Ross argued that the amount of the lien was not applicable under the insurance law. He argued that, in order to determine the extent to which UIM benefits may be reduced under Maryland insurance law, the amount of the unreimbursed workers’ compensation benefits must first be calculated under a section of Maryland’s labor and employment law. The section reads that, if a covered employee recovers damages, the covered employee, first, may deduct the costs and expenses of the covered employee, then shall reimburse the self-insured employer or insurer the compensation already paid and any amounts paid for medical services, etc and, finally, may keep the balance of the damages recovered. In addition, where court costs and fees are concerned, the covered employee, the self-insured employer, the insurer, SIF and the Uninsured Employee’s Fund shall pay court costs and attorney’s fees in proportion to the amount received by each has to the whole amount paid in settlement of any claim or satisfaction of any judgment obtained in the case. Ross contended that Maryland labor and employment law reduced the amount of the reimbursement to the workers’ compensation insurer by a proportional amount of attorney’s fees and costs; therefore, what was owed as reimbursement under Maryland insurance law was the amount of the workers’ compensation lien less attorney fees and costs. Ross contended that, only after calculating the amount due under labor and employment law could the court determined the amount of the unreimbursed workers’ compensation benefits that Progressive is entitled to deduct under the state’s insurance law from the benefits payable under its UIM coverage. As a result. Ross contended that the amount of unreimbursed workers’ compensation benefits was $39,708.32.
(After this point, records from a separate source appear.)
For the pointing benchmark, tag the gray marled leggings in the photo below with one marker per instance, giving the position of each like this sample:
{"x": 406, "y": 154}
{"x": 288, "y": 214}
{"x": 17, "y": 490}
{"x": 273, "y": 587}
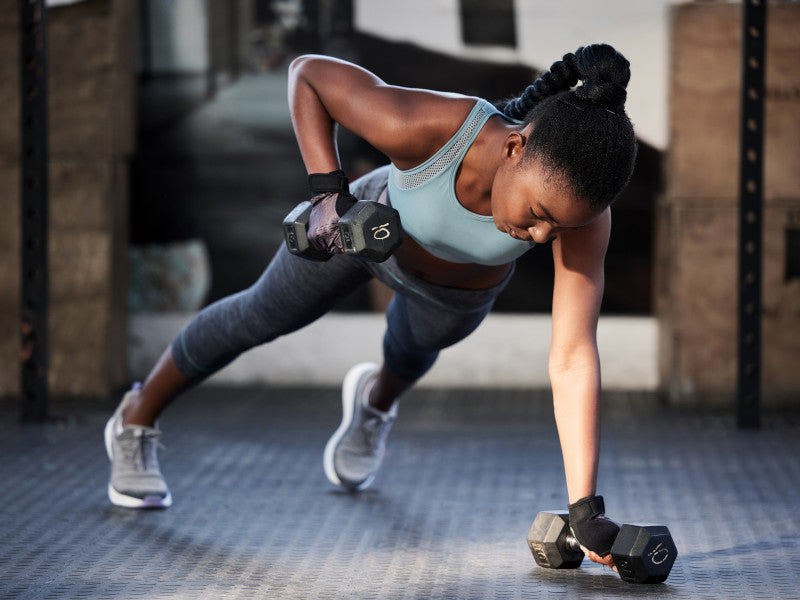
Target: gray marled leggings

Progressive said the case was controlled by insurance law. Progressive argued that the labor and employment law did not suggest that a workers’ compensation lien was reduced by costs or attorney fees and that Ross’ reliance on the statute was misplaced. Progressive said it was not obligated to make payment to Ross under its UIM policy. Progressive argued that the lien held by IWIF for $84,446.21 represented the amount of benefits recovered by Ross for which IWIF had not been reimbursed and that there was nothing under the insurance law or Maryland employment law that allowed the unreimbursed portion of a workers’ compensation lien to be reduced by attorney fees. Given that the workers’ compensation lien exceeded the amount of $66,583.90 remaining on the judgment, Progressive contended that it owed nothing to Ross.

The appeals court agreed with Progressive, explaining that a 2009 case explained the interplay between Section 19-513 of the insurance law and Section 9-902 of the state’s employment law. That case involved the estate of a police officer who died as a result of injuries sustained in an accident while on-duty. The court noted that Section 9-902 of the labor and employment law provided a choice of remedies to an employee injured on the job by a person other than their employer. An injured employee may elect to (1) file a claim for compensation against the employer; or (2) bring an action for damages against the person liable for the injury or death. However, in those situations in which the injured employee brings an action against and recovers damages from the third-party tortfeasor, following a workers’ compensation award or payment of compensation, the role of Labor and Employment Section 9-902 is to prevent the injured employee from recovering a windfall recovery from both sources for the same damages, the court said.

As a result, the court held that, because the amount of the unreimbursed workers’ compensation lien exceeded the balance of the judgment, Progressive was not obligated to make payment to Ross under the UM/UIM provision of its policy. The appellate court said the trial court properly denied Ross’ motion to enforce judgment against Progressive.